La nouvelle version du décret qui fixe les obligations de réduction de consommation d’énergie dans les bâtiments à usage tertiaire a été mise en consultation publique. Ainsi, le public avait jusqu’au 2 mai pour déposer des observations par voie électronique.

Le décret mis en consultation est issu d’une concertation lancée en octobre 2018, ayant donné lieu à plus d’une cinquantaine de réunions avec les acteurs du secteur. Dans cette ultime version, le champ d’application du décret est élargi à tous les bâtiments ou parties de bâtiments à usage tertiaire de plus de 1 000m². Concernant les objectifs de consommation, le texte reprend ceux de la loi ELAN, c’est-à-dire, un niveau de consommation en énergie finale réduit de 40% en 2030, 50% en 2040 et 60% en 2050, par rapport à une consommation de référence qui ne peut être antérieure à 2010.

Le nouveau texte prévoit également une alternative qui consiste à atteindre un niveau de consommation en énergie finale, fixé en valeur absolue sur la base d’indicateurs d’intensité pour les usages économes en énergie.

Pour atteindre les objectifs de consommation, le décret précise plusieurs leviers d’actions :

  • La performance énergétique des bâtiments
  • L’utilisation d’équipements performants et l’installation de dispositifs de contrôle et de gestion active de ces équipements
  • Les modalités d’exploitation des équipements
  • L’aménagement des locaux adapté à un usage économe en énergie
  • Le comportement des occupants

Quelques changements importants

Alors que le délai qui concerne les assujettis pour transmettre à la plate-forme dédiée les données permettant de vérifier le respect de leurs obligations était fixé au 31 décembre 2020, il a été prolongé jusqu’au 30 septembre 2021.

De plus, les sanctions ont été revues à la baisse.
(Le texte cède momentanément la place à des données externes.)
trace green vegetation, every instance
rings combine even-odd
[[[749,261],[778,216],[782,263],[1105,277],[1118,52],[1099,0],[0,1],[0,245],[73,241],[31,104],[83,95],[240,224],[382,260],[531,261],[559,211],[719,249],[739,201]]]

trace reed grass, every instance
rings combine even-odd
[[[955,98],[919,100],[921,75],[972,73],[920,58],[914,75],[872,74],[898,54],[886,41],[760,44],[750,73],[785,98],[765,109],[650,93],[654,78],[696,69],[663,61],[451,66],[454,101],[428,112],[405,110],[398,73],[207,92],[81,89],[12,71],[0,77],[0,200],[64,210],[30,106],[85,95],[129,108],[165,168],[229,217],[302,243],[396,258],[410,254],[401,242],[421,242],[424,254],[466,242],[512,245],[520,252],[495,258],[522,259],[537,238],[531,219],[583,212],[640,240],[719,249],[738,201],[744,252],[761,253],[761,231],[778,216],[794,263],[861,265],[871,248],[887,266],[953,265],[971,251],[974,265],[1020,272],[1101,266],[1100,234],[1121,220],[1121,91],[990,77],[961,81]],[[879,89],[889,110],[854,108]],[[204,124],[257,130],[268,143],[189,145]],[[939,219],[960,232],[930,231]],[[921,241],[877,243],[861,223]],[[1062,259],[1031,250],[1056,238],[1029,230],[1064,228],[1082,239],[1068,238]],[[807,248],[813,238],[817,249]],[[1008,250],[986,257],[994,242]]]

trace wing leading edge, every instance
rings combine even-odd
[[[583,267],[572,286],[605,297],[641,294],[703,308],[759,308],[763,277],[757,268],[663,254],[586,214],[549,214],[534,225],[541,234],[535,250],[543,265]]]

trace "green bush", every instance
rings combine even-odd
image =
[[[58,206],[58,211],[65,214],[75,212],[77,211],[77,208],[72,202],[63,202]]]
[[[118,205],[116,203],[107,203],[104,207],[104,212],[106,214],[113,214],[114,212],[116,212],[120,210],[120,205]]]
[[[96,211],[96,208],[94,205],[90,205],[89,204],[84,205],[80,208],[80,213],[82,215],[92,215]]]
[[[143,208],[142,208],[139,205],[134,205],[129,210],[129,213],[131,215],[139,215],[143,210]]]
En effet, si au bout de 6 mois après la première mise en demeure, l’assujetti n’a toujours pas produit de programme d’actions pour réduire ses consommations, le représentant de l’État mettra en demeure le propriétaire et les preneurs à bail ou les occupants de remettre, dans un délai de 3 mois, leur plan d’actions. Si après la seconde mise en demeure, le programme d’actions n’a toujours pas été remis, l’autorité administrative pourra prononcer une amende de 1 500 euros pour les personnes physiques et de 7 500 euros pour les personnes morales. Dans la précédente version du décret, la sanction pécuniaire était proportionnelle à la surface de l’établissement ou du local concerné à hauteur de 15 euros par m² de surface de plancher.